Top cop: Bikies took a contract out on my head
A bikie taking out a contract on his life was just one of the many challenges Detective Superintendent Arthur Katsogiannis faced in 38 years as a cop.
The veteran officer retired yesterday, as 260 new recruits formed a guard of honour for him at the Police Academy at Goulburn.
The one-time champion body builder and accountant told The Saturday Telegraph that a strike force was set up to investigate the threat when he was boss of the Gang Squad and cameras installed in his home.
"There was credible intelligence about the contract, a substantial amount of money was being offered,'' Supt Katsogiannis said. "As a policeman it's part of the job and you expect it but it's disruptive to the family, and you hate that. But I believe God and my faith helped me a lot and protected me, as well as the support of my wife Amelia."
Supt Katsogiannis, who was later joined in the police force for several years by son Daniel, started out in 1980 as a constable at Balmain.
"In those days bikies were a couple of guys sitting on motorcycles outside the Bourbon and Beefsteak at Kings Cross and not the organised crime groups they became,'' he said.
Thirty years later he was instrumental in drafting consorting laws which have decimated bikie gangs in this state.
He has worked on some of the city's most high-profile cases, including the arrest of former attorney-general and judge Jeff Shaw after a car crash in 2004.
"It was a massive case after he was arrested … and taken to the local hospital, then the story just got bigger,'' he recalled.
Supt Katsogiannis became aware a vial of blood belonging to Shaw was missing from the hospital.
"I started an inquiry, which was obviously very sensitive and I had the deputy commissioner ringing every day," he said.
Shaw, who died in 2010, was later charged with negligent driving and driving while drunk, and was fined $3000 and disqualified from driving for a year.
Other cases included the NRL betting scandal, in which Bulldogs star Ryan Tandy was charged in 2010 after he deliberately held down an opposing Cowboys player in front of the goalposts to give away a penalty.
He and others stood to make $100,000 if the Cowboys scored a penalty goal. "It went pear-shaped when the Cowboys took the tap and scored a try instead," Supt Katsogiannis said.
Tandy was ultimately convicted over the match-fixing, and died of a drug overdose in 2014.
As head of the firearms squad in 2009, Supt Katsogiannis led an investigation that uncovered a criminal network supplying weapons to bikies including a Russian-designed AK-47 assault rifle, a Colt AR-15 semiautomatic assault rifle, a WWII Austin Mark 1 machinegun and a number of sub-machineguns.

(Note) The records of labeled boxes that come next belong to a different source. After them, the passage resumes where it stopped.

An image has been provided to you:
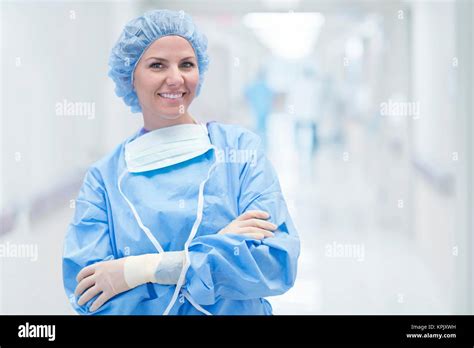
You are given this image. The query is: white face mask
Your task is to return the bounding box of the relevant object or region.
[125,124,212,173]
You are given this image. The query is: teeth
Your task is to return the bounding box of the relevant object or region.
[160,93,183,99]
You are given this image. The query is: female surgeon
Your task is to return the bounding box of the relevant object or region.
[63,10,300,315]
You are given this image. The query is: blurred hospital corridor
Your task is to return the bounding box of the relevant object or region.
[0,0,474,315]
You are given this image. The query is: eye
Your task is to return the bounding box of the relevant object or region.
[183,62,194,68]
[150,63,163,69]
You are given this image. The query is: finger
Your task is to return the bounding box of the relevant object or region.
[74,275,95,296]
[242,233,265,240]
[77,285,101,306]
[240,227,274,238]
[240,219,278,231]
[235,210,270,221]
[76,265,95,283]
[89,292,111,312]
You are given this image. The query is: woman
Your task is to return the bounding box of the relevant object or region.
[63,10,300,315]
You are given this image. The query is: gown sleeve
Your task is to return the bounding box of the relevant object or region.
[184,132,300,305]
[62,169,168,314]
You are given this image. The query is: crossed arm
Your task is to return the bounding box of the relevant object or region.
[74,210,277,312]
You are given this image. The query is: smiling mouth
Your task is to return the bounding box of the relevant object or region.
[158,92,186,100]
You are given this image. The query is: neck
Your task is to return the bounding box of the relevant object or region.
[143,112,197,131]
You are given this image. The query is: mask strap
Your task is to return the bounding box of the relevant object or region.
[163,145,217,315]
[117,169,164,253]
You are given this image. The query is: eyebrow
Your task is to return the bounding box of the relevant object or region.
[146,56,196,62]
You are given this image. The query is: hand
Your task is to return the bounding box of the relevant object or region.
[218,210,278,239]
[74,258,130,312]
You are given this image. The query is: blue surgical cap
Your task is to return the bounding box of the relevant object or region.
[109,10,209,112]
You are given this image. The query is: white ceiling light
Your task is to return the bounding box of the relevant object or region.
[243,12,324,59]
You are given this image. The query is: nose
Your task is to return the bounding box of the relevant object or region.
[166,66,184,86]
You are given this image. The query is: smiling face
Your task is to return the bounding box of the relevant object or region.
[133,35,199,130]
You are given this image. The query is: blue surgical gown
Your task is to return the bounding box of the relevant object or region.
[63,122,300,315]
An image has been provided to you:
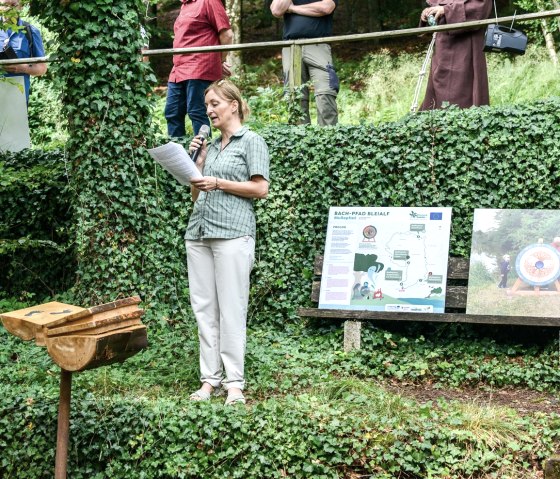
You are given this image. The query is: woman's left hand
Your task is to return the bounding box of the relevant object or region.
[191,176,219,191]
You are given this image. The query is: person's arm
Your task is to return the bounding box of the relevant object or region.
[286,0,336,17]
[270,0,292,18]
[218,28,233,77]
[191,175,268,200]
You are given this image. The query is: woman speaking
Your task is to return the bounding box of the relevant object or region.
[185,80,269,405]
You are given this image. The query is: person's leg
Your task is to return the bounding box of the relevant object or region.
[282,47,311,125]
[165,82,187,138]
[303,43,339,126]
[185,240,223,388]
[211,236,255,395]
[187,80,212,135]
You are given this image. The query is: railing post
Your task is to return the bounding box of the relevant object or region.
[290,43,302,93]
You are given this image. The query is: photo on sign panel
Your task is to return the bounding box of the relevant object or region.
[467,209,560,317]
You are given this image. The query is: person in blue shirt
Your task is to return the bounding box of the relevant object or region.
[0,0,47,101]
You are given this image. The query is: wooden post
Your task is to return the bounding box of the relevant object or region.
[54,369,72,479]
[344,321,362,352]
[290,43,302,93]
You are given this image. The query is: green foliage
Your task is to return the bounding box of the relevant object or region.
[3,98,560,325]
[24,0,192,316]
[0,150,74,298]
[0,330,560,479]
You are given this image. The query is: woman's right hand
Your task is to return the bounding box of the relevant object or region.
[189,136,208,168]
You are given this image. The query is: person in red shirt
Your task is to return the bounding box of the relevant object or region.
[165,0,233,138]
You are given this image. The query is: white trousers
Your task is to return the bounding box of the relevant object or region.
[185,236,255,389]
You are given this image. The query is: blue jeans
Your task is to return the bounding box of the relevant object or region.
[165,80,212,138]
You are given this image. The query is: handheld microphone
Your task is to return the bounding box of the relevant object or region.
[192,125,210,162]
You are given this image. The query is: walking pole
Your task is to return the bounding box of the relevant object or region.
[410,32,437,113]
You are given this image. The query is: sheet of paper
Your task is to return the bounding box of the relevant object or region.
[0,77,31,151]
[148,141,202,185]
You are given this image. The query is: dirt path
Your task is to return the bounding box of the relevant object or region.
[385,383,560,415]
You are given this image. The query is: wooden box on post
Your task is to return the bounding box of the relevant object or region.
[0,296,148,479]
[0,296,148,372]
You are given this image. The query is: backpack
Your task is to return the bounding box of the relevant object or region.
[21,20,33,57]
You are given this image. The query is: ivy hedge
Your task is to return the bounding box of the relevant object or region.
[0,98,560,324]
[0,378,560,479]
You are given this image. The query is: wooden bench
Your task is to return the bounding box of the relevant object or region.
[298,255,560,351]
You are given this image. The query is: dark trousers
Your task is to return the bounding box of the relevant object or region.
[165,80,212,138]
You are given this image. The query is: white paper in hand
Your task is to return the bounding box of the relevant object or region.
[148,141,202,185]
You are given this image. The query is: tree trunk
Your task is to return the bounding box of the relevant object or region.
[226,0,242,75]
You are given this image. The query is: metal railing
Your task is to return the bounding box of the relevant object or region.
[0,9,560,88]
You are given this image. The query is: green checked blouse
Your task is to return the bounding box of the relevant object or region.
[185,126,269,240]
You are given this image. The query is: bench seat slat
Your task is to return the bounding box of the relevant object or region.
[298,308,560,327]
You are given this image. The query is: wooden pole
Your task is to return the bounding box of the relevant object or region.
[290,44,302,92]
[54,369,72,479]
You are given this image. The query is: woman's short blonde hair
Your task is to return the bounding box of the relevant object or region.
[204,80,251,123]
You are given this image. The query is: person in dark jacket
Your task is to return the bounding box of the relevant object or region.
[420,0,492,110]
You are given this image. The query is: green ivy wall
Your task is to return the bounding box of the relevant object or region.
[0,98,560,323]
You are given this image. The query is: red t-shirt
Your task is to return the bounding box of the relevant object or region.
[169,0,231,83]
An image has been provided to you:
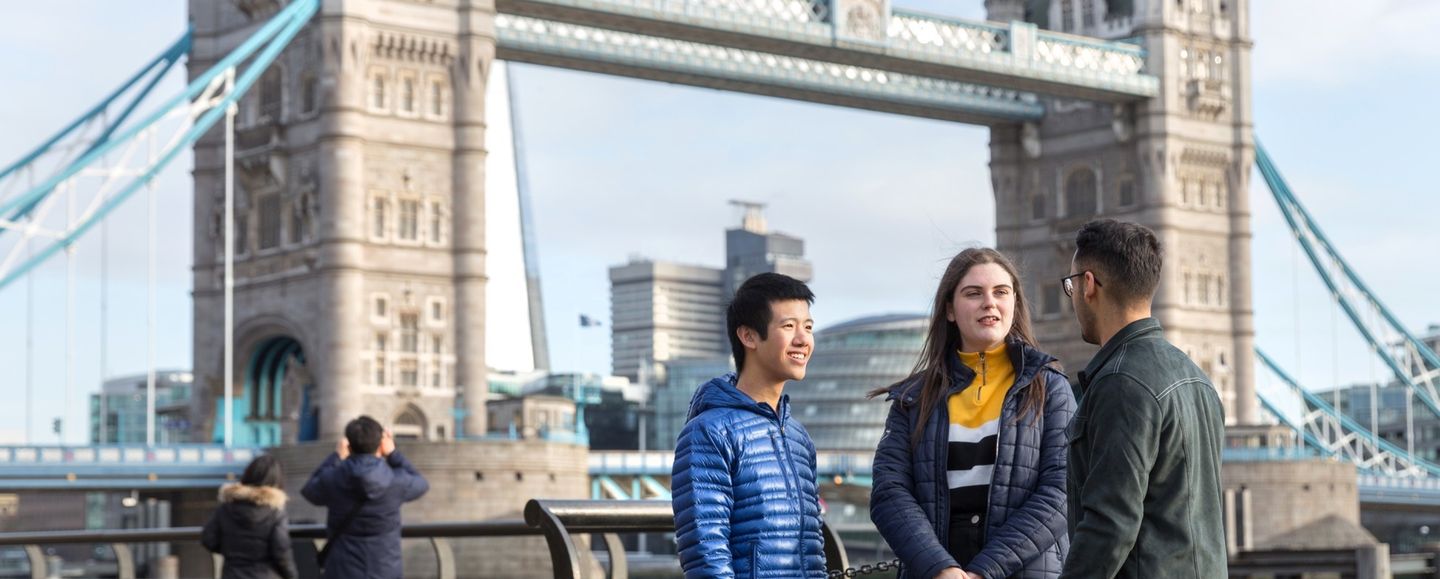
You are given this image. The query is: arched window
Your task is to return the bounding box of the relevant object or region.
[390,405,429,441]
[261,66,282,121]
[400,78,415,112]
[370,75,384,108]
[1066,167,1099,217]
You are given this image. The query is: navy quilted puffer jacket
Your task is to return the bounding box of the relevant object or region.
[671,373,825,579]
[870,341,1076,579]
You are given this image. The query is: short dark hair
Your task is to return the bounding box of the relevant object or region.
[724,272,815,372]
[346,416,384,455]
[240,454,285,488]
[1076,219,1165,305]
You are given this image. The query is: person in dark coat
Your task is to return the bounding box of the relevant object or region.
[870,248,1076,579]
[1061,219,1240,579]
[200,455,297,579]
[300,416,431,579]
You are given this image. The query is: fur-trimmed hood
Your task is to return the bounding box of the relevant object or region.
[220,483,288,510]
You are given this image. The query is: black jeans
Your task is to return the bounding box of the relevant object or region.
[946,513,985,570]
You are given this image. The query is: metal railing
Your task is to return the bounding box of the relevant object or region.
[0,500,850,579]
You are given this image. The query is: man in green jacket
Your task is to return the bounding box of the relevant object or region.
[1060,219,1227,579]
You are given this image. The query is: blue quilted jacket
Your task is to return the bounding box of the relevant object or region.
[671,373,825,579]
[870,341,1076,579]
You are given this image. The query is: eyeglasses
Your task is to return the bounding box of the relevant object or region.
[1060,269,1104,298]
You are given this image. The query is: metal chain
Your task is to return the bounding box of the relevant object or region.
[829,559,900,579]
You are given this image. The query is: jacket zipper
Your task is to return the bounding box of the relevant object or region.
[772,408,805,567]
[981,350,1025,542]
[975,350,989,402]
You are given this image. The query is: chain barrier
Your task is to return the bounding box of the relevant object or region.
[829,559,900,579]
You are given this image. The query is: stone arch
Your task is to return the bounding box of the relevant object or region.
[1064,166,1100,217]
[390,405,429,441]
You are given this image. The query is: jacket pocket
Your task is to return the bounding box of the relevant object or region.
[1066,415,1090,445]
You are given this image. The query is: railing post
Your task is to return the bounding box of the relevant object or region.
[109,543,135,579]
[600,533,629,579]
[1007,20,1040,68]
[819,523,850,572]
[526,498,580,579]
[24,544,49,579]
[431,537,455,579]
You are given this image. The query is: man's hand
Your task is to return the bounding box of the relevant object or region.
[380,429,395,457]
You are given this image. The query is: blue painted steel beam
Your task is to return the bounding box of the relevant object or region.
[0,0,320,290]
[495,0,1159,102]
[1256,143,1440,416]
[495,14,1045,125]
[0,30,193,185]
[1256,349,1440,478]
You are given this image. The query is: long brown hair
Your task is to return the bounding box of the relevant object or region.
[870,248,1045,446]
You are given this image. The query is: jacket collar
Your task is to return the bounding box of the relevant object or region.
[1080,317,1162,389]
[685,372,791,422]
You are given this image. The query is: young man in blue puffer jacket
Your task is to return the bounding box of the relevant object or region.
[671,274,825,579]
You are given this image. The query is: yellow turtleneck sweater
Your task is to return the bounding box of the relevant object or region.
[945,344,1015,513]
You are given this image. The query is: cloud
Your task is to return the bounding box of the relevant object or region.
[1248,0,1440,88]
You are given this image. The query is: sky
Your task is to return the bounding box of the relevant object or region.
[0,0,1440,444]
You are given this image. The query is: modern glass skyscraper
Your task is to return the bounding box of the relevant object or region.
[785,314,929,451]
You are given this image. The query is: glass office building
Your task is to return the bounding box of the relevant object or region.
[785,314,929,451]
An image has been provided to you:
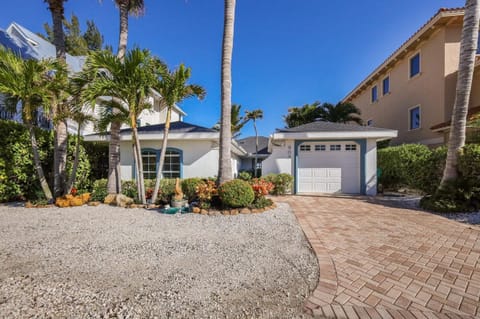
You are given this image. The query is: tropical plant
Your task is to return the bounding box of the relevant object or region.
[44,0,68,197]
[73,49,159,204]
[318,102,362,124]
[39,14,103,56]
[440,0,480,188]
[218,0,236,184]
[0,49,57,201]
[283,101,362,128]
[245,109,263,177]
[152,63,205,203]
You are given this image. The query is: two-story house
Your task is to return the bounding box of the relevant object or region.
[343,8,480,146]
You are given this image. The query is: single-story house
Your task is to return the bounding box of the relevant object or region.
[237,136,270,172]
[85,121,247,180]
[262,121,397,195]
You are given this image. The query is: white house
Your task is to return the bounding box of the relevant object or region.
[262,121,397,195]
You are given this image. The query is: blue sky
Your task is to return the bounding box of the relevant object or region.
[0,0,465,137]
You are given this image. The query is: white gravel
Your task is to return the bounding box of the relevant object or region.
[0,204,319,318]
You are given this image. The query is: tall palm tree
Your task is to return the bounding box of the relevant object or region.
[317,102,362,124]
[73,49,159,204]
[152,64,205,203]
[245,109,263,177]
[107,0,145,194]
[440,0,480,188]
[44,0,68,197]
[0,49,57,202]
[217,0,235,184]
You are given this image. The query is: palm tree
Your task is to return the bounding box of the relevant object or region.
[44,0,68,197]
[317,102,362,124]
[107,0,145,194]
[0,49,57,202]
[152,64,205,203]
[217,0,235,184]
[245,109,263,177]
[440,0,480,188]
[74,49,159,204]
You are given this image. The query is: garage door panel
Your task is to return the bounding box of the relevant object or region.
[297,143,360,194]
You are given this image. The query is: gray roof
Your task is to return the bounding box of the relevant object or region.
[277,121,392,133]
[120,121,218,135]
[237,136,270,155]
[0,22,86,72]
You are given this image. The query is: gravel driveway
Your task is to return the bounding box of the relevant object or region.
[0,204,319,318]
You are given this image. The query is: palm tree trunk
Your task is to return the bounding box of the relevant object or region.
[253,119,258,177]
[440,0,480,188]
[217,0,235,184]
[117,0,129,61]
[131,117,147,204]
[27,122,53,202]
[64,124,81,195]
[152,106,172,204]
[48,0,68,197]
[107,122,122,194]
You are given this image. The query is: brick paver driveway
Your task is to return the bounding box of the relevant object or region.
[276,196,480,318]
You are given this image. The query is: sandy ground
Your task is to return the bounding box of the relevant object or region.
[0,204,319,318]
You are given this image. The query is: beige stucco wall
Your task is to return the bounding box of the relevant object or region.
[352,29,446,144]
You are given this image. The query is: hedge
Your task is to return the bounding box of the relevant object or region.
[0,120,90,202]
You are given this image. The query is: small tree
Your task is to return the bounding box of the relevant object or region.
[0,49,58,202]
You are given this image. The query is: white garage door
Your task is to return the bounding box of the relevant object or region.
[297,142,360,194]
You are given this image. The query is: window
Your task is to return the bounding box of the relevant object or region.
[345,144,357,151]
[142,149,181,179]
[142,151,157,179]
[163,150,181,178]
[382,76,390,95]
[315,144,327,152]
[372,85,378,103]
[410,53,420,78]
[300,144,311,152]
[409,106,420,130]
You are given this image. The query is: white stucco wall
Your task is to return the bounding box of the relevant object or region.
[120,140,218,180]
[365,139,377,196]
[262,140,295,175]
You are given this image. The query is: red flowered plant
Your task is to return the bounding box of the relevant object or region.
[250,178,275,198]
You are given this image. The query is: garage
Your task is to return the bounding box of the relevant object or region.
[262,121,397,196]
[297,141,361,194]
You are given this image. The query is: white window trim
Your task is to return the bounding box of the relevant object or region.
[407,50,423,80]
[382,73,392,96]
[407,104,422,132]
[370,83,380,104]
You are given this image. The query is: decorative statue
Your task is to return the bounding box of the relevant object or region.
[173,178,183,201]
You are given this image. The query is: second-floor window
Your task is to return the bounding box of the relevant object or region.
[382,76,390,95]
[372,85,378,103]
[410,53,420,78]
[409,106,420,130]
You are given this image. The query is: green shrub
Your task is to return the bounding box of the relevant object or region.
[218,179,255,208]
[0,120,91,202]
[262,173,293,195]
[238,171,252,182]
[182,177,203,202]
[377,144,432,189]
[91,179,108,202]
[122,180,138,199]
[249,196,273,209]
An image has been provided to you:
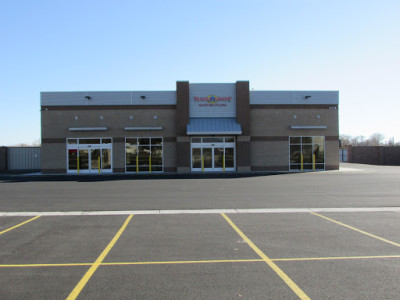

"Getting those weapons off the street and keeping them out of the hands of crooks and potentially terrorists was very important to me,'' he said.
Perhaps his most famous case, which made world headlines, was when he literally pulled the plug on a banned movie.
In 2003 the Australian Censorship Board banned public showing of a movie called Ken Park which dealt with subjects such as teenage sex, incest and autoerotic asphyxiation.
More than 500 people including TV stars and actors had packed Balmain Town Hall and were about to watch the movie.
"Just as they were about to show the movie I ordered a constable to pull the plug, to cut the power to the projector," he said.